Acknowledged Discrimination
The Home Office admitted last week that the system was flawed. This acknowledgment followed a review by the government's National Physical Laboratory determined it incorrectly matched Black and Asian people and females at significantly higher rates than white men. The ministry stated it “had acted on the findings”.
“This raises the question of whether facial recognition only becomes effective if users tolerate biases in ethnicity and gender. Operational ease is a weak argument for disregarding basic freedoms.”
Long-Standing Problem
Official papers reveal that this bias has been known about for over twelve months. Furthermore, law enforcement lobbied to reverse an initial decision that was intended to mitigate the problem.
Police bosses were notified of the system's bias in late 2024. The government-ordered laboratory study found the system was had a higher probability to suggest incorrect matches for images depicting females, Black people, and those under 40 years old.
A Reversed Decision
In reaction, the national police leadership body mandated that the accuracy setting required for potential matches be raised to a level where the disparity was greatly diminished.

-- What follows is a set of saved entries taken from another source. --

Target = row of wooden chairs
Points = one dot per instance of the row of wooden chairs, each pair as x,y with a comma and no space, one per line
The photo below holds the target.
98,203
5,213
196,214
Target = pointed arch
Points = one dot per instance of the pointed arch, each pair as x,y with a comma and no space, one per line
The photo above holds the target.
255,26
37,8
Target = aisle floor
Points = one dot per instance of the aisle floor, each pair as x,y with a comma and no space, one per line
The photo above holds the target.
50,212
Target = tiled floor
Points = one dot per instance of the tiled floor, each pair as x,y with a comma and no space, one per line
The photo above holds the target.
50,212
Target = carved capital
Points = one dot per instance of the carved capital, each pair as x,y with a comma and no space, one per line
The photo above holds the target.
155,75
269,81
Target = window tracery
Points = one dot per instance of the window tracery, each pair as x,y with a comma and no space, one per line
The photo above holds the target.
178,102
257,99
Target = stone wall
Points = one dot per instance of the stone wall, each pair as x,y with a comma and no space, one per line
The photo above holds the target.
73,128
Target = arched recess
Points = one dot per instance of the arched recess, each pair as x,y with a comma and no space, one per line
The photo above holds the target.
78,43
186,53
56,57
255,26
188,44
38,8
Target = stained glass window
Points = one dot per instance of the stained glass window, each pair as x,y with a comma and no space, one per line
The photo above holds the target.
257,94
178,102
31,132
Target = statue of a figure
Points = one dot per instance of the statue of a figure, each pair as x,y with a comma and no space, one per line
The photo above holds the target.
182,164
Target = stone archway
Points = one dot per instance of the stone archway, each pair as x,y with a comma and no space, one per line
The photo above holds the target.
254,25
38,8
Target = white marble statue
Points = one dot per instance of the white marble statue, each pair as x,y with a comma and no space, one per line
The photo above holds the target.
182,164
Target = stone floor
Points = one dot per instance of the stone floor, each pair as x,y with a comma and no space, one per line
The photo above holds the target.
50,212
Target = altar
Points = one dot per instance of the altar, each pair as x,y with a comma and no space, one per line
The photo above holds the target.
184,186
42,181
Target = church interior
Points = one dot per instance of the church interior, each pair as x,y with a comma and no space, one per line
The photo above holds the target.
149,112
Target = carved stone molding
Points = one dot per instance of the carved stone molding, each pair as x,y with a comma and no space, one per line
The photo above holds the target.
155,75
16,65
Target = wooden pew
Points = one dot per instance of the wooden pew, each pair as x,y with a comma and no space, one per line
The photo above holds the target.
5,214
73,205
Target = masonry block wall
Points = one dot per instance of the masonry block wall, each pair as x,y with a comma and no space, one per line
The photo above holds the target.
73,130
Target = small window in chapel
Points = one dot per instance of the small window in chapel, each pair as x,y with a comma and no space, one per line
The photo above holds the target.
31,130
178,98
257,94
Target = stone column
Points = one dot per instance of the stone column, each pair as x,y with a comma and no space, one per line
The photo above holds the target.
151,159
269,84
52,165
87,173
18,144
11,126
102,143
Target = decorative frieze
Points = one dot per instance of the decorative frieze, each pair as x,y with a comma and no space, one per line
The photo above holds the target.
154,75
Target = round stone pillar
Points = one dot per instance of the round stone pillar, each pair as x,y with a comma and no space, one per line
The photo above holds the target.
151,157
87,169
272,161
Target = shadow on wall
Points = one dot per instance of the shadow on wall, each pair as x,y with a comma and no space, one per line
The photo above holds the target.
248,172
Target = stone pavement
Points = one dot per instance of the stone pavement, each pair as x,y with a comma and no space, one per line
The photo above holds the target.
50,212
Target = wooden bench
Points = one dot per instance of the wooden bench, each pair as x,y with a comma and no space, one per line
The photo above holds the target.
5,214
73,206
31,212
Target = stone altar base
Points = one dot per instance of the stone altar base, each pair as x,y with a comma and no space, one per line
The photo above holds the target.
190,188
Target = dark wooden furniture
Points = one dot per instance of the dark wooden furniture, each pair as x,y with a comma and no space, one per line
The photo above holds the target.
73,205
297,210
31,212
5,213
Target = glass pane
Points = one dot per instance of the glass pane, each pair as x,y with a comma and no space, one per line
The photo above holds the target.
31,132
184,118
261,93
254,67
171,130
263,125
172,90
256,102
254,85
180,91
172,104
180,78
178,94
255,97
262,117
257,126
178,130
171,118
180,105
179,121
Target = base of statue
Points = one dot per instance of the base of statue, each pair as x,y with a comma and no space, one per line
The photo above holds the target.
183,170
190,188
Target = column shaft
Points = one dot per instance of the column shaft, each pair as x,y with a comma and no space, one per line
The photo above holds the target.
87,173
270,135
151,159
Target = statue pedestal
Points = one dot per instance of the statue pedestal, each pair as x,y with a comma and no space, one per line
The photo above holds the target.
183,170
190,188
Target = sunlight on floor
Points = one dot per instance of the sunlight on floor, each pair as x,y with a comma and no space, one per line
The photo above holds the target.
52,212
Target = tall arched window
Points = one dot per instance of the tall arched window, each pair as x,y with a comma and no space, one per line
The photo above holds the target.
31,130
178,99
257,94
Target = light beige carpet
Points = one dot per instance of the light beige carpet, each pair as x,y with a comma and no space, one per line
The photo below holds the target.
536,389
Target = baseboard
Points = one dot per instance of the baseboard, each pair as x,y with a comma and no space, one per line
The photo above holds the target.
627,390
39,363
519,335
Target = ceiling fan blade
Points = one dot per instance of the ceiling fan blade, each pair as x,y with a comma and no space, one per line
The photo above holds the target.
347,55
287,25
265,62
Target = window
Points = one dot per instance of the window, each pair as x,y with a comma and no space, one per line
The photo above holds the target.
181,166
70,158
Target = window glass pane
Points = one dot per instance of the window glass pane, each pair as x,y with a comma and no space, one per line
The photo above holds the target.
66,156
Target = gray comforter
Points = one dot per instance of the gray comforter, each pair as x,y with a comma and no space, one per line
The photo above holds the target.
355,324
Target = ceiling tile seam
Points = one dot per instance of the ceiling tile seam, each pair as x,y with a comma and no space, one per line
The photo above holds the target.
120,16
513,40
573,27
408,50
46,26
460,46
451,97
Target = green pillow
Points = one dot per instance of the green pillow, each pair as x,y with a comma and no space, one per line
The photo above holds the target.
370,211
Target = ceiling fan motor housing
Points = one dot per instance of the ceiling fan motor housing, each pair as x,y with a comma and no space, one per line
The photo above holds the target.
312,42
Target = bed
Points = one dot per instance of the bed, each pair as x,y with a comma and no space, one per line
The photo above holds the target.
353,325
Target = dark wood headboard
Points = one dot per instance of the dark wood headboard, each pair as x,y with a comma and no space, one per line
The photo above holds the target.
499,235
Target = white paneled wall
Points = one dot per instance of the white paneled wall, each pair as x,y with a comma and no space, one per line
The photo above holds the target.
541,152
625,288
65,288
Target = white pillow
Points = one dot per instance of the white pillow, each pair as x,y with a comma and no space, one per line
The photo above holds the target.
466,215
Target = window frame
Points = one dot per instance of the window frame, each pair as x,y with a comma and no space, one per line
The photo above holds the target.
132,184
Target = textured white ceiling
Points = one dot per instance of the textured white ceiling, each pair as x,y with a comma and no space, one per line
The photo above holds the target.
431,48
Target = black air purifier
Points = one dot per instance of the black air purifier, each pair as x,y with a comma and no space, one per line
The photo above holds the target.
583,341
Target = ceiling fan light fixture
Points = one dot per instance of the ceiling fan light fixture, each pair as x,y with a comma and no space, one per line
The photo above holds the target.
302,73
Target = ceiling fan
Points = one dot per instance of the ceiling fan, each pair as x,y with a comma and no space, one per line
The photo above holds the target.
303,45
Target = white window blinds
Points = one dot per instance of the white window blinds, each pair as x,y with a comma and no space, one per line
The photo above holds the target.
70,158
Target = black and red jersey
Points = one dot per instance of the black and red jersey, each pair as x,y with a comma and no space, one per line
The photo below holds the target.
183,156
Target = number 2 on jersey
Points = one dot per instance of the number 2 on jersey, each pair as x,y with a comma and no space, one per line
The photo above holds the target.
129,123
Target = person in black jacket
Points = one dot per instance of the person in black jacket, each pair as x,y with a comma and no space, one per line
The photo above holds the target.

However, this directive was overturned the next month after forces complained that the adjusted system was producing a lower number of “useful lines of inquiry”. Internal records show the higher threshold reduced the number of searches resulting in possible identifications from 56% to a mere under 15%.
Severe Disparities
Although the Home Office and NPCC declined to specify what threshold is now in operation, the recent NPL study discovered the system could produce incorrect matches for women of Black heritage nearly a hundred times more frequently than for Caucasian women at certain settings.
The ministry commented on these findings: “The testing identified that in a specific scenarios the algorithm is more likely to wrongly flag some demographic groups in its match reports.”
Balancing Utility and Fairness
Describing the impact of the temporary raise to the system's confidence threshold, the NPCC documents note: “This adjustment greatly lessens the effect of bias across protected characteristics of race, generation and gender but had a significant negative impact on police efficiency”. The documents further note that police units argued that “a once effective tactic returned results of limited benefit”.
Wider Implementation Proposals
Meanwhile, the UK administration has launched a ten-week consultation on its proposals to expand the use of facial recognition technology. Policing minister the relevant minister has described the technology as the “most significant advance since DNA matching”.
Expert and Oversight Concerns
The chair of a police oversight board, head of the advisory panel for the national policing equality strategy, said: “We observed very little discussion through race action plan meetings of the facial recognition rollout despite clear relevance with the strategy's goals.
“This disclosure show yet again that the pledges to combat discrimination the police has undertaken through the race action plan are failing to be integrated into broader operations. Independent assessments have warned that new technologies are being implemented in a landscape where racial disparities, inadequate oversight and poor data collection already persist.
“All deployment of this technology must adhere to strict national standards, be subject to external review, and demonstrate it diminishes rather than compounds racial disparity.”
Home Office Response
A Home Office spokesperson stated: “We treat the conclusions of the study seriously and we have already taken action. A new algorithm has been externally evaluated and acquired, which has no statistically significant bias. It will be trialled in the coming months and will be undergo evaluation.
“Our priority is ensuring public safety. This gamechanging technology will assist police to apprehend and prosecute offenders. There is human involvement in every step of the process and no further action would be taken without specialist personnel carefully reviewing the output.”